Run Everything in the Browser
The single best decision I made was going fully browser-based instead of building a native app.
No downloads. No installers. No platform compatibility issues. The user opens a tab and starts animating. That one constraint eliminated an entire class of infrastructure problems before they could exist.
For the rendering engine, I leaned hard into what browsers already give you for free:
- Canvas API for real-time frame rendering
- Web Workers for offloading heavy computation off the main thread
- BroadcastChannel API to connect FlashFX Animator and FlashFX Editor, letting them talk to each other without a backend relay
The browser is an underrated runtime. Most developers treat it like a thin client. Treat it like a full application platform and you stop paying for servers to do things the client can handle itself.

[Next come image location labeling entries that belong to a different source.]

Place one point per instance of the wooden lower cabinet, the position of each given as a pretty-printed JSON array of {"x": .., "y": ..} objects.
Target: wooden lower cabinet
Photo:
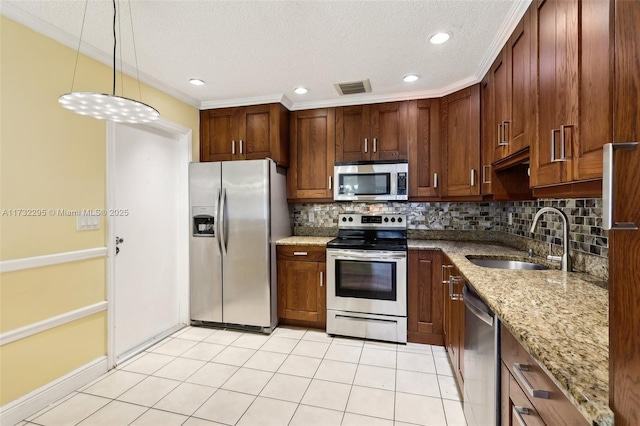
[
  {"x": 302, "y": 298},
  {"x": 454, "y": 319},
  {"x": 425, "y": 316},
  {"x": 521, "y": 375}
]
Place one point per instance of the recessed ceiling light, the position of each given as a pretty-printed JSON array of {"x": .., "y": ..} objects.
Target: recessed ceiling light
[{"x": 439, "y": 38}]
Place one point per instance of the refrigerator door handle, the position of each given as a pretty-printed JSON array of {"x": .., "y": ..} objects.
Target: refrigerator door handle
[
  {"x": 221, "y": 222},
  {"x": 216, "y": 235},
  {"x": 608, "y": 220}
]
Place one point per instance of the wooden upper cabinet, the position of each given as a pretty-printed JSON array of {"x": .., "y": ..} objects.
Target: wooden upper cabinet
[
  {"x": 501, "y": 115},
  {"x": 520, "y": 129},
  {"x": 246, "y": 133},
  {"x": 624, "y": 246},
  {"x": 461, "y": 126},
  {"x": 218, "y": 134},
  {"x": 596, "y": 88},
  {"x": 513, "y": 93},
  {"x": 310, "y": 175},
  {"x": 556, "y": 54},
  {"x": 574, "y": 60},
  {"x": 424, "y": 148},
  {"x": 389, "y": 131},
  {"x": 352, "y": 133},
  {"x": 488, "y": 133},
  {"x": 371, "y": 132}
]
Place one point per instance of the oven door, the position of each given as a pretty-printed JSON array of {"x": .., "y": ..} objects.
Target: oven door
[
  {"x": 365, "y": 182},
  {"x": 367, "y": 281}
]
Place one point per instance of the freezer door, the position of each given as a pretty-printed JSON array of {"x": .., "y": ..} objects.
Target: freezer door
[
  {"x": 205, "y": 261},
  {"x": 245, "y": 243}
]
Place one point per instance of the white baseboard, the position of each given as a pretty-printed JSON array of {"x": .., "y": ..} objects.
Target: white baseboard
[
  {"x": 51, "y": 259},
  {"x": 49, "y": 323},
  {"x": 36, "y": 400}
]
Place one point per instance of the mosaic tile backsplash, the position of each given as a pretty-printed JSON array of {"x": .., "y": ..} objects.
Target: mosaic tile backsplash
[{"x": 585, "y": 221}]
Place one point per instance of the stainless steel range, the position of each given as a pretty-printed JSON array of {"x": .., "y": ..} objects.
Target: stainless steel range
[{"x": 367, "y": 277}]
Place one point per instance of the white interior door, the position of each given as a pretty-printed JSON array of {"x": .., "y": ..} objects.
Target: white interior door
[{"x": 146, "y": 208}]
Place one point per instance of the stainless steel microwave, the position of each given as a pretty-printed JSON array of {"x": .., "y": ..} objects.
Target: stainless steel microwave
[{"x": 371, "y": 181}]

Build the Stack You Can Actually Maintain
I did not pick tools because they were trendy. I picked tools I could move fast in alone, or with a very small team.
The core stack:
- TypeScript + React for the UI layer. Strict typing catches bugs before runtime, and React's component model maps cleanly to a timeline-based editor interface.
- Three.js for the 3D engine inside Animator. It runs entirely client-side, no GPU server required.

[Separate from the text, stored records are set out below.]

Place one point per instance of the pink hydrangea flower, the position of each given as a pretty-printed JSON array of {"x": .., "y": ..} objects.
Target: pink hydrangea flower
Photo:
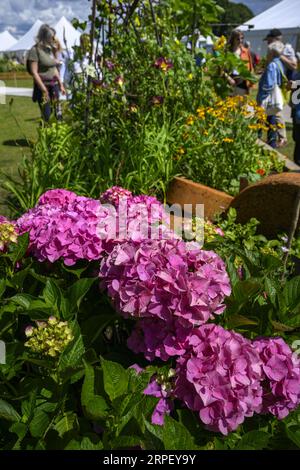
[
  {"x": 165, "y": 404},
  {"x": 220, "y": 377},
  {"x": 62, "y": 226},
  {"x": 166, "y": 279},
  {"x": 156, "y": 338},
  {"x": 58, "y": 198},
  {"x": 281, "y": 369},
  {"x": 114, "y": 194}
]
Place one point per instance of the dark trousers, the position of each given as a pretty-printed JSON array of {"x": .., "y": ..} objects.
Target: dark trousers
[
  {"x": 296, "y": 137},
  {"x": 272, "y": 132},
  {"x": 50, "y": 106}
]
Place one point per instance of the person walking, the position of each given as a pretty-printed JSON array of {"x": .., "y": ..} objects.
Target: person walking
[
  {"x": 289, "y": 61},
  {"x": 294, "y": 86},
  {"x": 271, "y": 80},
  {"x": 43, "y": 66},
  {"x": 236, "y": 46}
]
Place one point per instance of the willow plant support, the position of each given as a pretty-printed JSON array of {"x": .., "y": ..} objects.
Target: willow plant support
[
  {"x": 88, "y": 95},
  {"x": 293, "y": 228}
]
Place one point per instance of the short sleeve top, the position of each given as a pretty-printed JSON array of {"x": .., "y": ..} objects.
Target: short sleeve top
[{"x": 46, "y": 61}]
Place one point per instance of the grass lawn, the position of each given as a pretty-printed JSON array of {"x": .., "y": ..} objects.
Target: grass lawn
[{"x": 19, "y": 119}]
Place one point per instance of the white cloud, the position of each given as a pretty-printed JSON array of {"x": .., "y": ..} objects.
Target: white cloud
[{"x": 19, "y": 15}]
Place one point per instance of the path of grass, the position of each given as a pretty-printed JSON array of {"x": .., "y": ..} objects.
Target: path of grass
[
  {"x": 19, "y": 83},
  {"x": 19, "y": 119}
]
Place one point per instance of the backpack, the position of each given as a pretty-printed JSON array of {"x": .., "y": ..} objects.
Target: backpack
[{"x": 28, "y": 68}]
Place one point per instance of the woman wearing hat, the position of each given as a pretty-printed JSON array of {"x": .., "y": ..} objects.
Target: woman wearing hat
[{"x": 43, "y": 66}]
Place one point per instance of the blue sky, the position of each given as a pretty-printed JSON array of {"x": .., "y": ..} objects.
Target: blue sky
[
  {"x": 18, "y": 15},
  {"x": 257, "y": 6}
]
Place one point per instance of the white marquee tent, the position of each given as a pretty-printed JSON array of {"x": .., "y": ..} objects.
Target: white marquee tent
[
  {"x": 284, "y": 16},
  {"x": 67, "y": 34},
  {"x": 6, "y": 41},
  {"x": 28, "y": 40}
]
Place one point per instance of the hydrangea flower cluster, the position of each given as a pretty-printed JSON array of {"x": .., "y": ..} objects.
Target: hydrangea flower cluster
[
  {"x": 8, "y": 233},
  {"x": 281, "y": 385},
  {"x": 166, "y": 279},
  {"x": 114, "y": 194},
  {"x": 160, "y": 387},
  {"x": 64, "y": 225},
  {"x": 49, "y": 338},
  {"x": 163, "y": 64},
  {"x": 220, "y": 378},
  {"x": 156, "y": 338}
]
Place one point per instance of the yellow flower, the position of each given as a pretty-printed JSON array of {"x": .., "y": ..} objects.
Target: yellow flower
[
  {"x": 137, "y": 21},
  {"x": 220, "y": 43}
]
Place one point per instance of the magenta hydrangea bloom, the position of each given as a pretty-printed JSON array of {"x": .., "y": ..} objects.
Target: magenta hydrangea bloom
[
  {"x": 220, "y": 377},
  {"x": 166, "y": 279},
  {"x": 68, "y": 231},
  {"x": 114, "y": 194},
  {"x": 281, "y": 369},
  {"x": 163, "y": 64},
  {"x": 134, "y": 218},
  {"x": 165, "y": 404},
  {"x": 156, "y": 338}
]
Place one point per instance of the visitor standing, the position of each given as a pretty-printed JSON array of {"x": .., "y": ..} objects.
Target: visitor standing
[
  {"x": 43, "y": 66},
  {"x": 270, "y": 82},
  {"x": 236, "y": 46},
  {"x": 294, "y": 85},
  {"x": 289, "y": 61}
]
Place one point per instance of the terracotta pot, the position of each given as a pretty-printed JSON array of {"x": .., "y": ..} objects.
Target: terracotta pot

- Custom binary .ffx format instead of Lottie JSON. The result is files 10 to 15 times smaller, which matters a lot when users are exporting animations in the browser.

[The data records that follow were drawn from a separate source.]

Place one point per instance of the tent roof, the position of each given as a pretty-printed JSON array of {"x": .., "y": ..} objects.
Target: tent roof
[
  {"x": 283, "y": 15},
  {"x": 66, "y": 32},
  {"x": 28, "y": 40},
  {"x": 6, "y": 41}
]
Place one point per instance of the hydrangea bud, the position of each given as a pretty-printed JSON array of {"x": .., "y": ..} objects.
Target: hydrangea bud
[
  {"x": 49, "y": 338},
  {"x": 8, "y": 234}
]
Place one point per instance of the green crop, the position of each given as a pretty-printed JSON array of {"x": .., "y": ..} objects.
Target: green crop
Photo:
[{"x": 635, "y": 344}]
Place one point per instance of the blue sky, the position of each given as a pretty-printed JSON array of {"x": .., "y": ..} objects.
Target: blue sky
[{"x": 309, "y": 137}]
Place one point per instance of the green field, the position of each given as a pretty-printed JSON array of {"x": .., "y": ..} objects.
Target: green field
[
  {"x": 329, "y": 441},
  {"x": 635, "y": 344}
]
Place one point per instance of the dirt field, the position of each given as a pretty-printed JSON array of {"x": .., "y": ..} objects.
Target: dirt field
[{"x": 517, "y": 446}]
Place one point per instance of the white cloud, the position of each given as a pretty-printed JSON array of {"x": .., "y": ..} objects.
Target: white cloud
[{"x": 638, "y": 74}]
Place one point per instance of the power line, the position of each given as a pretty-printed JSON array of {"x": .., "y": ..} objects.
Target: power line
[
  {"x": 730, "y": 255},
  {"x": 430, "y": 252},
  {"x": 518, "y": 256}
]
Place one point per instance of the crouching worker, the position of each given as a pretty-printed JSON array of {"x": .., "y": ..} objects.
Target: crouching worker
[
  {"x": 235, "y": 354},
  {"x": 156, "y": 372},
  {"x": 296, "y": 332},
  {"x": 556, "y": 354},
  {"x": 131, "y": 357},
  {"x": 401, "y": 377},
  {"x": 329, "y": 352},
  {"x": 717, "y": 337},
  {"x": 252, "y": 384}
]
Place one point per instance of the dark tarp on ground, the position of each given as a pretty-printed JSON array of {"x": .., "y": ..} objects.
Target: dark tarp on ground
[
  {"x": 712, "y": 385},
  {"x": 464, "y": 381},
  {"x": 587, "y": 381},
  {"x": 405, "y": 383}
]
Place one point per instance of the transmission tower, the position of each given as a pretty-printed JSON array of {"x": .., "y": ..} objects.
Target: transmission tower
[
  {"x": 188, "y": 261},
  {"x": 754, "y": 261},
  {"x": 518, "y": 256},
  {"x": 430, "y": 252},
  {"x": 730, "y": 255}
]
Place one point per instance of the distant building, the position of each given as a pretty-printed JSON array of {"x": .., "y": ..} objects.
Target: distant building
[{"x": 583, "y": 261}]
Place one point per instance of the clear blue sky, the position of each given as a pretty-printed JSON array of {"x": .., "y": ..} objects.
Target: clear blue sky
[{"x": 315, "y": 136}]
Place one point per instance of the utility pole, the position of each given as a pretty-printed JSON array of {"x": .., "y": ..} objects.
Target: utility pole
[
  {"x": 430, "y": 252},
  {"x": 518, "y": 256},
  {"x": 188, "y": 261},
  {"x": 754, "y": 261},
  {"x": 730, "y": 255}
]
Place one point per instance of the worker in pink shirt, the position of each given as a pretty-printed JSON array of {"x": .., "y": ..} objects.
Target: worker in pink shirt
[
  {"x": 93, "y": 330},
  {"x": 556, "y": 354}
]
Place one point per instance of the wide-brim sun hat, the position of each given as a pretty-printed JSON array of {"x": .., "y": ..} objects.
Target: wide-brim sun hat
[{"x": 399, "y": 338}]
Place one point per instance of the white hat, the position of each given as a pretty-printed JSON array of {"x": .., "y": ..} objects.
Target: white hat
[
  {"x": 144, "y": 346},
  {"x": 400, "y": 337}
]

For the backend, keep it boring. A simple Node server, SQLite for persistence in early stages, and no microservices until you have a concrete reason to split things apart. Complexity you add early is complexity you debug forever.
Grow Without a Marketing Budget
FlashFX went from zero to 15,200 users organically. No paid ads. No sponsored posts.
What actually worked:
- Discord first. Building a 3,400-member community gave us a direct feedback loop that no analytics tool can replicate. Users flagged bugs in real time, requested features, and became the first beta testers.
- SEO as a long-term asset. Competitor comparison articles ("FlashFX vs After Effects", "FlashFX vs Canva") target users who are already searching for alternatives. That traffic compounds over time.
- Waitlist as social proof. 2,000 waitlist signups before the beta opened signaled demand to users, to potential partners, and later, to investors.
The insight is that distribution compounds the same way code does. The earlier you start, the more it accumulates.
Use AI to Multiply Your Output
A two-person team shipping a full creative suite is only possible if you use AI aggressively and correctly.
How I actually use it:
- GitHub Copilot in VS Code for day-to-day coding. Not Cursor, not expensive API subscriptions. Copilot's per-request pricing means you can run long agentic sessions, entire refactors, fixing cascading errors, and the cost barely registers.
- Claude for architecture decisions and writing. Investor emails, SEO articles, product copy. Anything where a rough draft costs more time than it should.
- Prompt discipline matters more than model choice. A detailed prompt with explicit success criteria and edge cases will outperform a vague prompt sent to a better model every time.
The goal is not to use AI everywhere. The goal is to identify the 20% of tasks that eat 80% of your time and eliminate them.